Los tres realizaban la misma tarea, pero su motivación, actitud y mentalidad eran radicalmente diferentes. Y eso marcaba no solo cómo trabajaban, sino cómo vivían cada momento.
A lo largo de esta serie hemos hablado de la motivación como ese motor interior que nos da dirección. De la actitud positiva como la decisión consciente de cómo enfrentar lo que la vida nos presenta. Y de la mentalidad como el filtro a través del cual interpretamos la realidad y decidimos qué hacer con ella. Pero hay un momento en que estas tres fuerzas se encuentran y se entrelazan. Y cuando lo hacen, surge algo más poderoso, algo mucho más grande: la Motitud.
La motivación es ese motor interno que nos impulsa a levantarnos, incluso en los días difíciles. Es el “para qué” que le da sentido a nuestro esfuerzo y nos recuerda hacia dónde queremos ir. La actitud positiva es la decisión consciente de cómo enfrentar cada situación. No es ignorar los problemas ni fingir alegría. Es elegir mantener la perspectiva, encontrar posibilidades y seguir avanzando a pesar de los obstáculos. Y la mentalidad es el filtro que usamos para interpretar la realidad. Una mentalidad fija nos hace ver límites; una mentalidad abierta nos permite ver oportunidades donde otros solo ven barreras.
La Motitud no es solo un concepto. Es una manera de vivir, de pensar y de actuar; para mí se ha logrado convertir en una filosofía personal. Es la capacidad de alinearnos con nuestro propósito, cultivar pensamientos que abren posibilidades y responder con una actitud que nos impulsa, incluso en los días más difíciles.
Motitud es motivación con propósito, mentalidad con visión y actitud con conciencia.

🌱 Cuando motivación, actitud y mentalidad trabajan juntas
- La motivación nos mueve, pero sin la mentalidad adecuada podemos perdernos en la frustración cuando las cosas no salen bien.
- La actitud positiva nos ayuda a mantener la calma y la perspectiva, pero necesita estar anclada en un “para qué” para no convertirse en evasión.
- La mentalidad nos abre caminos, pero requiere energía y foco para avanzar.
Separadas, estas fuerzas pueden ser inestables.
Unidas, son un sistema que se refuerza y nos sostiene.
Son el combustible, el volante y el mapa de nuestro camino.
🌟 Vivir con Motitud
Vivir con Motitud no significa que todo será fácil o que siempre estaremos motivados.

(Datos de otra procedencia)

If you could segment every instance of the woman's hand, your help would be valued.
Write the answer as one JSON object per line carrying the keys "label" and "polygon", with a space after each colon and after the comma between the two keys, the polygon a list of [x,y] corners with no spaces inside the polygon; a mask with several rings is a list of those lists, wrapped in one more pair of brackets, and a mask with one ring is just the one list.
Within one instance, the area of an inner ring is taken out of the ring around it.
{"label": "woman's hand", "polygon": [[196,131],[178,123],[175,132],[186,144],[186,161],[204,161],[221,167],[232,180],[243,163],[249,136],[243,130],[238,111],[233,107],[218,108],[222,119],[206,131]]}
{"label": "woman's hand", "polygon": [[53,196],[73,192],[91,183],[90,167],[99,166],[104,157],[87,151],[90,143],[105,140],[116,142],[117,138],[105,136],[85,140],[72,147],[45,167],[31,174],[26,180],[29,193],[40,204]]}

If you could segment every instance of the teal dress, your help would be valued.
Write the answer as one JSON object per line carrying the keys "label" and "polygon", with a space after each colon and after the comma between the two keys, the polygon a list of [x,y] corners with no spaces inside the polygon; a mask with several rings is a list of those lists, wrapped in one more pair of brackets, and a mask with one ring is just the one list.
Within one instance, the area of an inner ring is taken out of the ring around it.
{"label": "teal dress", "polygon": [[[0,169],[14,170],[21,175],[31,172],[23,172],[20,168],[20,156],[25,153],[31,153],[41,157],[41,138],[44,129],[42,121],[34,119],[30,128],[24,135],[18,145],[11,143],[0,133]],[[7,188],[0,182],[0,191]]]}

Significa que, cuando lleguen los retos, tendremos la capacidad de:
✔️ Reconectarnos con lo que nos importa.
✔️ Elegir pensamientos que nos expandan en lugar de limitarnos.
✔️ Mantener una actitud que inspire, tanto a nosotros mismos como a quienes nos rodean.
Motitud no es un estado momentáneo, es un hábito que se cultiva cada día.
✨ Una reflexión para ti
¿Qué pasaría si alinearas tu motivación, tu actitud y tu mentalidad en la misma dirección?
- ¿Qué sueños se volverían posibles? Tal vez descubrirías que aquello que parecía imposible estaba solo esperando a que creyeras en ti.
- ¿Qué obstáculos dejarían de parecer imposibles? Tal vez encontrarías nuevas formas de avanzar, incluso en los momentos más inciertos.
- ¿Qué versión de ti mismo emergería? Tal vez emergería una versión de ti mismo que siempre estuvo allí, esperando ser descubierta.
La buena noticia es que puedes empezar hoy.
Porque la Motitud no surge de grandes cambios, sino de pequeñas decisiones cotidianas.
Y cuando motivación, actitud y mentalidad trabajan juntas… no hay límites para lo que puedes crear.
Adelante, vive con Motitud. Y permite que tu vida se transforme desde adentro hacia afuera.